In other words, an artist can look at the shroud and copy it but, you see, he is sort of cheating because he has a negative already made for him to copy. It’s harder to take a positive image and translate it into a negative, whereas my technique does it automatically. And then I would point out that the technique I used duplicates a number of these very particular flaws and peculiar characteristics, and whilst those might be imitated by a counterfeiter, the question would arise why would you put these particular distortions, faults and flaws in? Whereas the answer for me for my technique is because that’s what my technique does. It just naturally produces them – blank spaces for example.

SD: So you’re saying for instance that when a negative photograph is taken of the shroud image and gives an apparently positive image the fact that the beard and hair come out white is a natural function of just the way it has been done?

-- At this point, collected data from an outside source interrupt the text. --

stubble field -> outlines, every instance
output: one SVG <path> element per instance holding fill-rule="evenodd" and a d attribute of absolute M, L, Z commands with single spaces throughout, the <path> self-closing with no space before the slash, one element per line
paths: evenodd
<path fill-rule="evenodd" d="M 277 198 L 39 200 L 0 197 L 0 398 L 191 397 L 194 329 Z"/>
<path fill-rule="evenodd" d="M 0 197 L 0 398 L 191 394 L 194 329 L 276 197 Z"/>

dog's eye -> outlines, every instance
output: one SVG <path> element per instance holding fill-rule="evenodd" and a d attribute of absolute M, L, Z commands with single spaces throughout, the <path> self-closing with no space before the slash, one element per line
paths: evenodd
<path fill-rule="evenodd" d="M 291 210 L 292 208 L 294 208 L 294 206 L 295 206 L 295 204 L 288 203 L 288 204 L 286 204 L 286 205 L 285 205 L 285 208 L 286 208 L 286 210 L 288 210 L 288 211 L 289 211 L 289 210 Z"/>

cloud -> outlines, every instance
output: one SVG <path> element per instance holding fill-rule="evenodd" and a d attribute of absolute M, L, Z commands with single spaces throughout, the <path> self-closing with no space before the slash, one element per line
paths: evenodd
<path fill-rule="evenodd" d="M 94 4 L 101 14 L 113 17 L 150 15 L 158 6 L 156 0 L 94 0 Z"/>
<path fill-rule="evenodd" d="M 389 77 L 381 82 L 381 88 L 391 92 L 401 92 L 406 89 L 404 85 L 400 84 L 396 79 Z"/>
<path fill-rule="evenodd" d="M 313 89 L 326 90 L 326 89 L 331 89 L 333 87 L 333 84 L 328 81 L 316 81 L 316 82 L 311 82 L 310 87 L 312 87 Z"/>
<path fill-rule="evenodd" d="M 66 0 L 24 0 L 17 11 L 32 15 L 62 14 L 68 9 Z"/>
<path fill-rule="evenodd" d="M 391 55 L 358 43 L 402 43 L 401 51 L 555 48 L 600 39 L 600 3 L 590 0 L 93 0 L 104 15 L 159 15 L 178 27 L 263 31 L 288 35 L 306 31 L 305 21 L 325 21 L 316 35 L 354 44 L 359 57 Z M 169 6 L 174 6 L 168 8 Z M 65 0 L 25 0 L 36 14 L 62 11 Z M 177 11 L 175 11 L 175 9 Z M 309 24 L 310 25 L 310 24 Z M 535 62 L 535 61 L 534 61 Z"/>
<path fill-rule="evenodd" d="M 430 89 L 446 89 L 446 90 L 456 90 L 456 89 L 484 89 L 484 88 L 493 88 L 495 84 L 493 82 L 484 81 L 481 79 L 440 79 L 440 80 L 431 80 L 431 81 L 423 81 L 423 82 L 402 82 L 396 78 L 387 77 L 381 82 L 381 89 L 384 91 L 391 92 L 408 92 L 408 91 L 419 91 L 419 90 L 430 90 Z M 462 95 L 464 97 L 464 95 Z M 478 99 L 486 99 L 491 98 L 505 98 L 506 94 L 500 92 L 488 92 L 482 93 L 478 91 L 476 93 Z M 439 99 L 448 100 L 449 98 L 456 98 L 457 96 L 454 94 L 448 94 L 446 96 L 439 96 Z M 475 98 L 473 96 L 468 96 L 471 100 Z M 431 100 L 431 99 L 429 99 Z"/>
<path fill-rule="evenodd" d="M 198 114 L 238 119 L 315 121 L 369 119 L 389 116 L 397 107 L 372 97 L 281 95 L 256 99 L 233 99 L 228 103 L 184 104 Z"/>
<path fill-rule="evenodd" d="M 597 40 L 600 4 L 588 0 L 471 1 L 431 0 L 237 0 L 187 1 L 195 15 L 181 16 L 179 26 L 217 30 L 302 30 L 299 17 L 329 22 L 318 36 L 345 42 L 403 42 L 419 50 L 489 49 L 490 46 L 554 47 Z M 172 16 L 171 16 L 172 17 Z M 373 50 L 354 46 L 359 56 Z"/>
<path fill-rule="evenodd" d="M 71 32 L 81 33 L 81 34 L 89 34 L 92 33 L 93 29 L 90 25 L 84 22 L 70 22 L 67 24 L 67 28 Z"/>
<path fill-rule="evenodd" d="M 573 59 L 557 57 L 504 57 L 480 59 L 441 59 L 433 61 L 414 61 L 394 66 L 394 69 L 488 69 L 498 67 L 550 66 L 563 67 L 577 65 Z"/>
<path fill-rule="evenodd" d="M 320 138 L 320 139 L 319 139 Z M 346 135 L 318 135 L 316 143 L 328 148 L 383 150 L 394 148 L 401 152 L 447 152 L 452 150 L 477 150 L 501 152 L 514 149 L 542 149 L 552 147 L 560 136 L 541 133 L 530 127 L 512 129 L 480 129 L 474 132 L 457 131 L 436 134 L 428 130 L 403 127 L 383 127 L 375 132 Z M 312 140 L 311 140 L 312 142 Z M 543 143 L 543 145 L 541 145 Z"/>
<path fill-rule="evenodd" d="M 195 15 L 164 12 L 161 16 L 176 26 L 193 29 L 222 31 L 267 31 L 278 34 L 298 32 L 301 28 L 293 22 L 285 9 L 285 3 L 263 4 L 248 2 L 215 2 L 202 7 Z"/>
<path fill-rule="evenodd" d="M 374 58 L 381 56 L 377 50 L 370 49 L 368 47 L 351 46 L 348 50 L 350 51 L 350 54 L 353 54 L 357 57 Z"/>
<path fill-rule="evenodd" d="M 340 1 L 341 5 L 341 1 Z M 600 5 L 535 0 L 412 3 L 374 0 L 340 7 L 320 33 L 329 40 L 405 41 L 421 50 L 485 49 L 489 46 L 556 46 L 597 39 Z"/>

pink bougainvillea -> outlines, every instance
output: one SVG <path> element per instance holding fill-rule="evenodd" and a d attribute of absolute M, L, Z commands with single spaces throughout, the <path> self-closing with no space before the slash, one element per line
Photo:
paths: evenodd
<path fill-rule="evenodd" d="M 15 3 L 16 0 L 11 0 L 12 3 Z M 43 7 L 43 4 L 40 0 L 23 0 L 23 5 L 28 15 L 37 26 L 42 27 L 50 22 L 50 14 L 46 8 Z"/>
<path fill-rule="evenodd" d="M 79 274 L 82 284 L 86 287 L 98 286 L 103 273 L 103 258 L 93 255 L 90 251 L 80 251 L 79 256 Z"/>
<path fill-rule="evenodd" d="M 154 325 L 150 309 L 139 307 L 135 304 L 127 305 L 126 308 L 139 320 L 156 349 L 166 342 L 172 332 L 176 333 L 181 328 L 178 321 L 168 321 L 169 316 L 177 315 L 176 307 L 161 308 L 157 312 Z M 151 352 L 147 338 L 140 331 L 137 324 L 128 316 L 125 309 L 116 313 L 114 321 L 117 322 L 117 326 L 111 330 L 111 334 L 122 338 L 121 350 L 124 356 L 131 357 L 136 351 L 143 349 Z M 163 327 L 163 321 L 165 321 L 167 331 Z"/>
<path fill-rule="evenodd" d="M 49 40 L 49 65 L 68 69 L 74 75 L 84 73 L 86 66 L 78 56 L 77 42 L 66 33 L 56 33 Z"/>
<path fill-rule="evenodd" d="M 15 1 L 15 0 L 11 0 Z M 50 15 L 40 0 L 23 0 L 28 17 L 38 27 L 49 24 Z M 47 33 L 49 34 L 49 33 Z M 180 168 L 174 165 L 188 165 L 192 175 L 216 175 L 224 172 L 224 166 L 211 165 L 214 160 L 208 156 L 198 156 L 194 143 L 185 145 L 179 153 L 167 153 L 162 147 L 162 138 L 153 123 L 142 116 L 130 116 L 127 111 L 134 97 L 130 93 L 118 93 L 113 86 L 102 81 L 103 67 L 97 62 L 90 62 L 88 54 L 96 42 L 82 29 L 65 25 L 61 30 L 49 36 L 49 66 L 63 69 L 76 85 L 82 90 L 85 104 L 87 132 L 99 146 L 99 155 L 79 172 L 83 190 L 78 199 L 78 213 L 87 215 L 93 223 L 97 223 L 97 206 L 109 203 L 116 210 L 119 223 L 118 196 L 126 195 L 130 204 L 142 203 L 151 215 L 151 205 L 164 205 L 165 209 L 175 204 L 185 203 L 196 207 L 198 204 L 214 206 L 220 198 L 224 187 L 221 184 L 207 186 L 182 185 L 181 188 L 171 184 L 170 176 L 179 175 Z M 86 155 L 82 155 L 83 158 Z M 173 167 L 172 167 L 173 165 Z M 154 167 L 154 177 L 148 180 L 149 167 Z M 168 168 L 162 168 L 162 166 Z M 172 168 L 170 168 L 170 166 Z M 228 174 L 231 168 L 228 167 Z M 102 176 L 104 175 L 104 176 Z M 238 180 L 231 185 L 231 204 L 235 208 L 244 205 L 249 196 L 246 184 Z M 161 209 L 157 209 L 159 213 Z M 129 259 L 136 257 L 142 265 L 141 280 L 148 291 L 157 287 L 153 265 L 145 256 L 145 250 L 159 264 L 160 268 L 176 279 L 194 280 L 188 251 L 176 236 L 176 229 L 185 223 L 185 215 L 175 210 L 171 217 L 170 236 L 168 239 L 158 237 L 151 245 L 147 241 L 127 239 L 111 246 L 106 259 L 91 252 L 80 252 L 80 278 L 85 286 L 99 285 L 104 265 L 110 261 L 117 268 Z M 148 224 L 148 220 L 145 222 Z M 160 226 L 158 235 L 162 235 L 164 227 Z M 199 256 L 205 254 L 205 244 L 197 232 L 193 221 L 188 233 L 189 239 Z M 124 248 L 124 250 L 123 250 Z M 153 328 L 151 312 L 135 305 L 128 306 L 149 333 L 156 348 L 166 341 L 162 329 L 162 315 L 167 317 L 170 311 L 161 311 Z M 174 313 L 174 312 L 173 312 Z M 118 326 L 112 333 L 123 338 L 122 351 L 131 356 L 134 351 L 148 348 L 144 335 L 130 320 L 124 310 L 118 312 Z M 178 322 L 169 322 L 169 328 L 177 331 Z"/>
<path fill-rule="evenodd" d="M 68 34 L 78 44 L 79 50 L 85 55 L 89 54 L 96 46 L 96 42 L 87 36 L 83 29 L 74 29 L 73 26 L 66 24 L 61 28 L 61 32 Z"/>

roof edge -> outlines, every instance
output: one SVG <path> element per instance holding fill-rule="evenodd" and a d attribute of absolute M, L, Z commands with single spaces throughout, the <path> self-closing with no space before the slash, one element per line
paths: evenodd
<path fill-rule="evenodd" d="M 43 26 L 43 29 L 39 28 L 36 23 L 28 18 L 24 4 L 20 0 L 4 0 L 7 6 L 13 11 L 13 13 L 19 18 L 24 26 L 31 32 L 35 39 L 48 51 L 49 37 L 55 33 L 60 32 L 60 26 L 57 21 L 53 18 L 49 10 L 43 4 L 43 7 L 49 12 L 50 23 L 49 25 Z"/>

JN: Yes, you see when we look at an ordinary photographic negative we’re looking at colours like brown hair which is dark because of its colour. But when we make a rubbing from a bas-relief, that which is raised will be dark, regardless. So the hair becomes dark on the original image but light on the apparently positive photographic negative, so there is that reversal of form. Now it may be that an artist, since rubbings were beginning to become common during the middle ages, had studied some rubbings and then did a painting imitating them.

I would point out too that there is evidence that the shroud image was once much darker than it is now. So it does appear that the image is losing pigment over time and so the problem is that when we try to figure out exactly what the artist did there is so little left of the original painting or printing that all we have is a residual stain and that does complicate it. Plus the fact that skeptical people with artistic training have really not been allowed access to it.

SD: Given the results of the carbon dating that seem to indicate clearly that the shroud dates back to the 14th century and not the 1st century, and given your findings on a fairly convincing method by which the shroud may have been forged, do you think this will kill forever speculation about the authenticity of the shroud?

JN: Well, it’s difficult to say. There may be some really pathological believers who simply can’t accept what everyone else will be able to accept.

But when you look at the totality of the evidence, and you look at the age of the cloth, which is now apparently established with a very high degree of accuracy as the same time as the forger’s confession, and you realise that this is supported by the lack of historical record, the method of wrapping the body which is contrary to Jewish burial practice, and the evidence from the paint pigment, the fact is that although we may disagree slightly about the method of artistic simulation, the skeptics have maybe too many techniques on their side whereas the believers have none. And so the evidence is just overwhelming and if all issues were this clear, life would be much simpler.

Joe Nickell’s book is published by Prometheus and contains photographs of ‘shroud-like’ images produced by the author using the technique discussed in the interview.